Embodiment 4. The method of embodiment 1, comprising controlling the oblique all-wing vehicle to execute a skip-glide trajectory with at least one skip.

Embodiment 5. The method of embodiment 4, wherein the skip-glide trajectory comprises a plurality of skips.

Embodiment 6. A method of launching a payload described herein can include releasably mounting a payload onto an oblique all-wing vehicle having a longitudinal axis and a rocket engine at a longitudinal end of the oblique all-wing vehicle; arranging the oblique all-wing vehicle into a vertical orientation with the longitudinal end facing toward ground; launching the oblique all-wing vehicle while in the vertical orientation by igniting the rocket engine; and releasing the payload from the oblique all-wing vehicle after the oblique all-wing vehicle achieves a desired staging condition.

Embodiment 7. The method of embodiment 6, wherein the payload comprises a rocket engine, and further comprising: after releasing the payload from the oblique all-wing vehicle, controlling the rocket engine of the payload to ignite.
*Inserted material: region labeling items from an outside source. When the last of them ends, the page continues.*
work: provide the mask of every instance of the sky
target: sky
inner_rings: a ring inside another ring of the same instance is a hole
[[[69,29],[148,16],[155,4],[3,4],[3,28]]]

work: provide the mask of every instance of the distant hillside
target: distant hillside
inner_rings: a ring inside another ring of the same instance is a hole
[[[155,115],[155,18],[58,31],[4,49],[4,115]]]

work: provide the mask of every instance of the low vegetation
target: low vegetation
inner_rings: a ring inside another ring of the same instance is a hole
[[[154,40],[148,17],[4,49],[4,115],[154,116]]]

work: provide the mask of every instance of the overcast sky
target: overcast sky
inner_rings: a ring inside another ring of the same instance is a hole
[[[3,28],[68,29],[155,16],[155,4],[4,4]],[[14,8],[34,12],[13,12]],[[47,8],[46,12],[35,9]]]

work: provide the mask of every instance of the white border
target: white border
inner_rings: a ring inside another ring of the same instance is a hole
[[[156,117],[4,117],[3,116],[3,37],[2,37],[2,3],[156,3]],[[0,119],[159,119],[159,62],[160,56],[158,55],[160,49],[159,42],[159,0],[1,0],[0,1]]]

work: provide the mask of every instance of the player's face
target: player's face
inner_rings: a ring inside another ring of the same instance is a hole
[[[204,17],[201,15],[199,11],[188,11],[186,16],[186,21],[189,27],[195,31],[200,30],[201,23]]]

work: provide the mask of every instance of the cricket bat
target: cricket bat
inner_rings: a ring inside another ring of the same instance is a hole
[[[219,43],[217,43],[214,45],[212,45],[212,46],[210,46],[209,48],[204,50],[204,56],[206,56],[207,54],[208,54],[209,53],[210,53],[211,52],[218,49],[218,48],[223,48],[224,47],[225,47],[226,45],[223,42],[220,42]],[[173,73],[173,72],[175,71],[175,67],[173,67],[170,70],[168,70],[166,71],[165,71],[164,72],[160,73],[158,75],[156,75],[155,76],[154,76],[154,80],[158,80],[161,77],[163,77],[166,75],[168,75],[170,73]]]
Embodiment 8. The method of embodiment 6, further comprising after releasing the payload from the oblique all-wing vehicle, controlling the oblique all-wing vehicle to land at a landing site on Earth while gliding.

Embodiment 9. The method of embodiment 8, comprising after releasing the payload from the oblique all-wing vehicle, controlling the oblique all-wing vehicle to initially descend in a longitudinal orientation with the longitudinal axis parallel to a direction of flight with the longitudinal end forming a leading nose of the oblique all-wing vehicle, followed thereafter by reorienting the oblique all-wing vehicle to an oblique orientation in which the oblique all-wing vehicle lands at the landing site while gliding.

Embodiment 10. The method of embodiment 6, comprising controlling the oblique all-wing vehicle to execute a skip-glide trajectory with at least one skip.

Embodiment 11. The method of embodiment 10, wherein the skip-glide trajectory comprises a plurality of skips.

Embodiment 12. The method of embodiment 10, wherein the skip-glide trajectory is executed prior to releasing the payload from the oblique all-wing vehicle or after releasing the payload from the oblique all-wing vehicle.

Embodiment 13. The method of embodiment 6, comprising mounting the payload onto the oblique all-wing vehicle while the oblique all-wing vehicle is in a horizontal orientation.

Embodiment 14. The method of embodiment 6, comprising mounting the payload onto an exterior surface of the oblique all-wing vehicle.

Embodiment 15. The method of embodiment 14, comprising mounting the payload onto the exterior surface of the oblique all-wing vehicle between a pair of adjustable control surfaces on the exterior surface.

Embodiment 16. The method of embodiment 6, wherein the oblique all-wing vehicle includes: an elongated airfoil body having a longitudinal axis, a top surface, a bottom surface, a first longitudinal end, a second longitudinal end, a first longitudinal edge at a first juncture between the top surface and the bottom surface that extends from the first longitudinal end to the second longitudinal end, and a second longitudinal edge at a second juncture between the top surface and the bottom surface that extends from the first longitudinal end to the second longitudinal end; the elongated airfoil body having an airfoil-shaped cross-section, with the first longitudinal edge defining a leading edge of the elongated airfoil body and the second longitudinal edge defining a trailing edge of the elongated airfoil body; and further comprising: the rocket engine is mounted to the elongated airfoil body at the first longitudinal end; and the exterior surface is the top surface.

The examples disclosed in this application are to be considered in all respects as illustrative and not limitative. The scope of the invention is indicated by the appended claims rather than by the foregoing description; and all changes which come within the meaning and range of equivalency of the claims are intended to be embraced therein.